Wow, I don't even understand half the stuff you said. There's so much to singing.
In oversimplified terms, your modal voice is your usual singing/speaking voice, and your falsetto voice is the one above it which you use for making fun of opera singers and teasing friends. In a physical sense, the modal voice vibrates your entire vocal cord, while the falsetto holds most of it still and uses only the outer and upper edge.
* You also have two additional registers. Below modal is vocal fry, which is deep in the throat and sort of "bubbles" air through the cords like a croak. Above falsetto is whistle, which is the really annoying shit babies can scream when they hate your soul — the physical mechanism isn't entirely understood since the epiglottis closes and we can't see it with cameras like we can the others.
To see this in action, hum a low note and then drag it upwards as high as you can. There'll be a quick airy pause as you naturally transition to falsetto — this is your vocal break.
The ranges of each depend on your personal characteristics (size of the cords etc) and how well you've developed it, and the break will vary. Typically, the modal and falsetto ranges overlap somewhat by an octave or so, but they have different tone quality because they use your vocal cords in completely different ways. Generally, you want to keep from switching between them in the middle of a musical phrase — not only for the sake of sounding consistent across the phrase, but also because moving between them tends to have that brief, airy break while your vocal cords go "oh shit I have to do this other thing!" and change vibration modes.
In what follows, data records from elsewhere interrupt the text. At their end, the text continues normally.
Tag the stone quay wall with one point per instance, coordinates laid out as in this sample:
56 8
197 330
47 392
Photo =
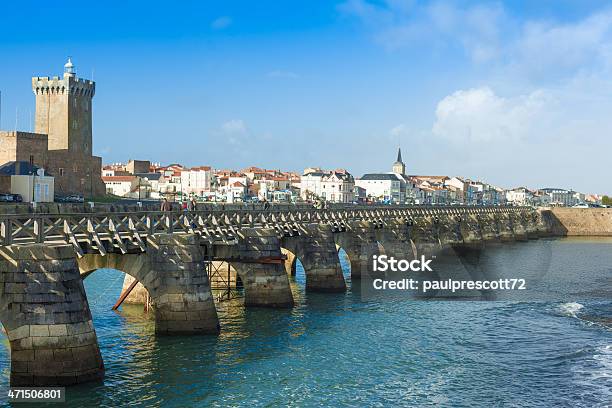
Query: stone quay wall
578 221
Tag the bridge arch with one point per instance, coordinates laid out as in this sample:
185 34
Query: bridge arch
172 271
53 321
134 266
316 250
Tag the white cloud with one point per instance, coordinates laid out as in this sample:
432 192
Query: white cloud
283 74
487 33
221 23
398 131
479 115
398 24
234 126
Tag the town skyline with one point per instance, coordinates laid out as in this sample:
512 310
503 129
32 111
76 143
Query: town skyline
230 92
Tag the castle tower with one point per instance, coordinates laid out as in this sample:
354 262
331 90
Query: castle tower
63 113
63 110
399 166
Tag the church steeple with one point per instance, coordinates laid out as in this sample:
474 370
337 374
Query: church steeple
399 166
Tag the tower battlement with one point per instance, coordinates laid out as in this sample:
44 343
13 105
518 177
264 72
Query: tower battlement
57 85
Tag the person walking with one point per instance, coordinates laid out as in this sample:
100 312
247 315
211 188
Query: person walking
166 206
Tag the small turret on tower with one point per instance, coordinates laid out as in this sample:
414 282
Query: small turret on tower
63 110
69 69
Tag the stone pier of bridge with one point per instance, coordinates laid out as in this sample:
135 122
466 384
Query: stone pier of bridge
44 308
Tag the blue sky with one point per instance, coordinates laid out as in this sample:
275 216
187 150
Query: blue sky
514 93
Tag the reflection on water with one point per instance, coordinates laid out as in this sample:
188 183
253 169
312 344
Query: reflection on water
338 349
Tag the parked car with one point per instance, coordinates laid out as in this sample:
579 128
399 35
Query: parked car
72 198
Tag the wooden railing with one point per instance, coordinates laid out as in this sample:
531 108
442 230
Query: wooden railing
128 230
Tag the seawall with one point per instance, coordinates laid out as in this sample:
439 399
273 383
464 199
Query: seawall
579 221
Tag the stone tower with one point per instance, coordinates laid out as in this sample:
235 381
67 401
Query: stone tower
399 166
64 114
63 110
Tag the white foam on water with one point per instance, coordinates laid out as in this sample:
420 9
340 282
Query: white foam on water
570 309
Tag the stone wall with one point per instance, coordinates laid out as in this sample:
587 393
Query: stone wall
578 221
172 271
19 146
45 313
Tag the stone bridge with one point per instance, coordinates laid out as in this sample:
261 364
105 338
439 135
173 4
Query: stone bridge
45 257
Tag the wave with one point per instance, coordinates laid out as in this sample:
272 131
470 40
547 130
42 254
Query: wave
570 309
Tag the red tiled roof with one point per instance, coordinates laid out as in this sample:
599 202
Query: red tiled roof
118 178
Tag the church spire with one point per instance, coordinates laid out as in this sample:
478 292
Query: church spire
399 166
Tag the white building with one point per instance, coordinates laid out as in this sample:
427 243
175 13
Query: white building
390 187
28 180
196 180
562 197
311 183
519 196
121 186
338 187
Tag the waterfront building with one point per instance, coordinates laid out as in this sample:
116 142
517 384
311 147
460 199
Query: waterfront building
519 196
563 197
27 180
196 180
121 186
337 186
384 187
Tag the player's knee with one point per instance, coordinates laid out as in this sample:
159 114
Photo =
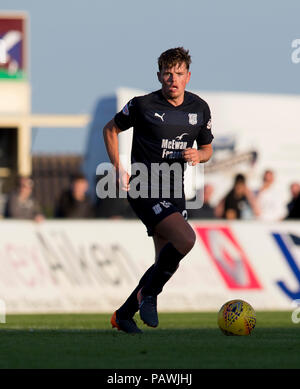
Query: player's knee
187 243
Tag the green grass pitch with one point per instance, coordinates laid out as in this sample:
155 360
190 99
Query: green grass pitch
182 341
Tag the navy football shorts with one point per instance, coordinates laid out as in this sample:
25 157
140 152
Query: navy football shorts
151 211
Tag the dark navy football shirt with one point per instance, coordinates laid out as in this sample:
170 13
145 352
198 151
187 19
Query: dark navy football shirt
162 131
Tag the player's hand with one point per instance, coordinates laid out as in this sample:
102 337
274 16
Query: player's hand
123 179
192 156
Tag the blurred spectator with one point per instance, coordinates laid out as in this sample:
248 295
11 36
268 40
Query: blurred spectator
239 203
295 191
206 211
270 208
21 204
74 202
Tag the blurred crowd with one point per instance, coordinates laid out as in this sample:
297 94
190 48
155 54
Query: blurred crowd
240 203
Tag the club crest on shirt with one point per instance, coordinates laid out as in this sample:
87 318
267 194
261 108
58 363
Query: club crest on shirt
193 118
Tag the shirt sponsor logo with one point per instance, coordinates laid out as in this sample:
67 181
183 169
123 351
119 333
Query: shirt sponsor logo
168 145
193 118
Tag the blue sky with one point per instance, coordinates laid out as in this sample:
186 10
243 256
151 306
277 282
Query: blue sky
81 51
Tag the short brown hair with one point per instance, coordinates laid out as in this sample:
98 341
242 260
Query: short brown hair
175 56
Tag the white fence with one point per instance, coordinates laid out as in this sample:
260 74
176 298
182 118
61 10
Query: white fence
92 266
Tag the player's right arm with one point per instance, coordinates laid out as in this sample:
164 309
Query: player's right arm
110 135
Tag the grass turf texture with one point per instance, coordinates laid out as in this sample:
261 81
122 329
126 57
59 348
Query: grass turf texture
182 340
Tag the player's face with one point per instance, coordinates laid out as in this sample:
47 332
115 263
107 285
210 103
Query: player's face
174 81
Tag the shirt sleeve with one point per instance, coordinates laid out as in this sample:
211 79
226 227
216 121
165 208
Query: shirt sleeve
205 135
127 116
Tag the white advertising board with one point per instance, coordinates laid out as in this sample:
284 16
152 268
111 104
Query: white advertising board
92 266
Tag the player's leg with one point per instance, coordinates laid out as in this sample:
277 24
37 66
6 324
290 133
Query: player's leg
130 306
179 239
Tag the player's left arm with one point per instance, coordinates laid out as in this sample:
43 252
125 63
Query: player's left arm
204 149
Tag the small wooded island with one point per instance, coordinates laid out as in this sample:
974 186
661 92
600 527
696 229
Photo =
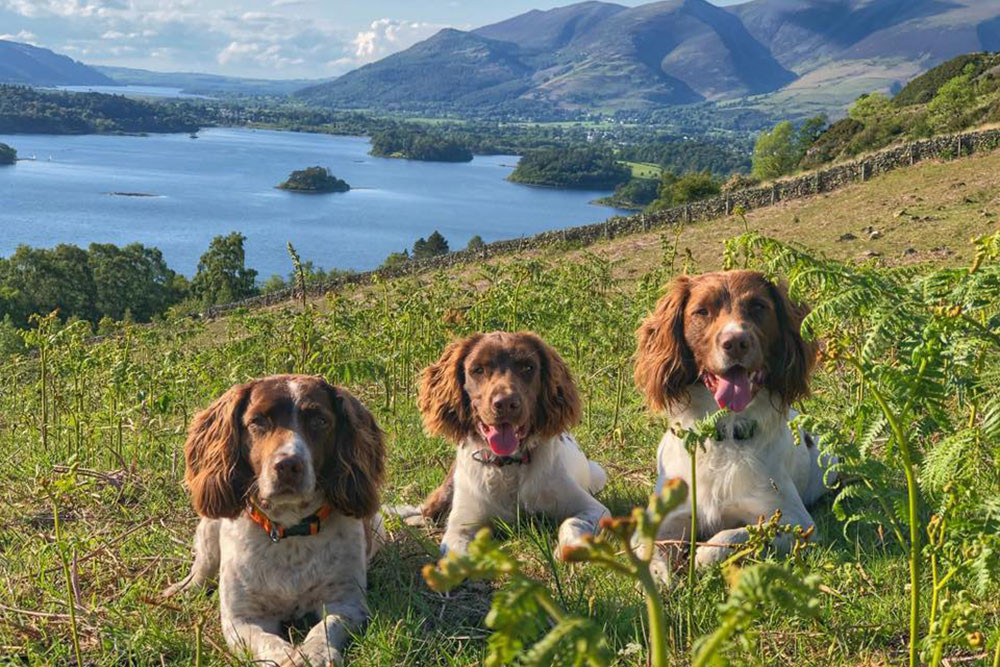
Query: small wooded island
7 154
314 180
425 146
582 168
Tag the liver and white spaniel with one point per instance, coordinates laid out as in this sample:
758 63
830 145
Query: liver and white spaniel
731 339
285 472
507 401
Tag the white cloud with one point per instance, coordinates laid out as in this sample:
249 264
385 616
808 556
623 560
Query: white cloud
385 36
22 36
274 38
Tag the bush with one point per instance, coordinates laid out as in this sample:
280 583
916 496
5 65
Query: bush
584 168
314 179
432 246
7 154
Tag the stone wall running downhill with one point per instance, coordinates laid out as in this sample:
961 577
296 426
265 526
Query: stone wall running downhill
825 180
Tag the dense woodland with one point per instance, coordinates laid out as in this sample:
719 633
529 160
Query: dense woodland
584 168
411 144
29 111
107 281
314 179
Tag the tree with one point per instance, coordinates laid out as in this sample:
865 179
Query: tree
694 187
7 154
395 259
871 106
776 153
433 245
314 179
132 279
953 100
222 274
780 151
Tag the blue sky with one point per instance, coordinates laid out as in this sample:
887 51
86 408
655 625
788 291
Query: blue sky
262 38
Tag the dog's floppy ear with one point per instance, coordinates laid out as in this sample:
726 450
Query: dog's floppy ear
218 473
664 364
354 463
442 399
558 403
793 358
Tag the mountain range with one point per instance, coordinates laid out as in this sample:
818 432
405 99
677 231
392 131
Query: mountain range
604 56
23 63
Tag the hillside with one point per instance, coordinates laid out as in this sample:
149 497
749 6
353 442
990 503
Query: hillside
26 64
98 517
817 54
195 83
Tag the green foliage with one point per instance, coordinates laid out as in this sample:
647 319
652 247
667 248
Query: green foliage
682 155
584 168
475 244
779 151
923 88
7 154
222 274
952 102
692 187
432 246
760 588
395 259
918 353
637 193
419 144
29 110
314 179
103 281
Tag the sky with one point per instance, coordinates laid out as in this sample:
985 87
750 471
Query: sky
275 39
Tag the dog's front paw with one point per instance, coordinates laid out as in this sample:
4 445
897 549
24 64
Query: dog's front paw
572 534
707 556
315 656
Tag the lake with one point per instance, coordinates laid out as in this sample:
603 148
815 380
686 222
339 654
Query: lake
224 181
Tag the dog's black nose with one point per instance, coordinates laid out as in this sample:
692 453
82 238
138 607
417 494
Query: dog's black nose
735 342
289 468
506 404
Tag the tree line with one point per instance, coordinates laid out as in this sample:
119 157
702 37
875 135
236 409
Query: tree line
29 111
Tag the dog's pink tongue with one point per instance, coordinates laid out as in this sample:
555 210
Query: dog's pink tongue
503 440
733 390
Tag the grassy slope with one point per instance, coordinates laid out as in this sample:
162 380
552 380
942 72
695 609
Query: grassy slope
130 525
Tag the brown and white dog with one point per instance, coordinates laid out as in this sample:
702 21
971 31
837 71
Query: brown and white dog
731 339
507 400
285 472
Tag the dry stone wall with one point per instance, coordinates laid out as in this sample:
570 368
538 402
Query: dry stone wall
825 180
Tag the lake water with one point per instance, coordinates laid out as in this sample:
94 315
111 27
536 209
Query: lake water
224 181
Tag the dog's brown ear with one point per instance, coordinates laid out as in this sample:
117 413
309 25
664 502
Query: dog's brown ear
354 464
558 403
218 473
442 400
792 358
664 364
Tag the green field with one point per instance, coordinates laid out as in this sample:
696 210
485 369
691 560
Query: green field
644 169
92 432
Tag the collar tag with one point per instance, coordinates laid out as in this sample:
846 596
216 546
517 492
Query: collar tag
488 458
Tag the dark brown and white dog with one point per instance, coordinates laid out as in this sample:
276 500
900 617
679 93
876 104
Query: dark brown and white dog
507 400
731 339
285 472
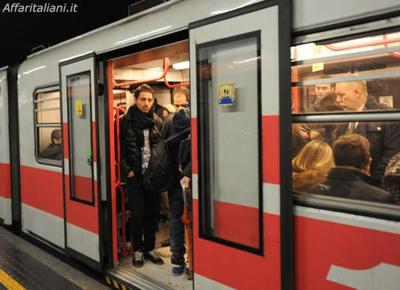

This Day has the singer use the modal voice for Chrysalis and the falsetto for Cadence to distinguish their voices — notice Cadence sounds more airy, while Chrysalis sounds more dark and solid even though for their intros they're singing the same notes. But Chrysalis's prima donna moment in the middle pushes the upper bound of modal voice. That limit is dictated by how easily you can move the entire vocal cord instead of just the upper edge, so you can extend its range a bit by just pushing air harder (which this song allows there by getting louder there) and being very careful to keep the throat relaxed, but it's exceedingly difficult to control and you can go out of tune really fast. Likewise, most of Cadence's part pushes the lower edge of falsetto, but pulling that off is less risky.
Looking back on the English version, it sounds like the original singer just went ahead and jumped to falsetto for that couple of measures (where the camera pitches up to the chandelier and spins) instead of trying to power through it like the German one tried, but she masked it really,
really well.
tl;dr, from a technical standpoint that song is more of a nightmare than it sounds.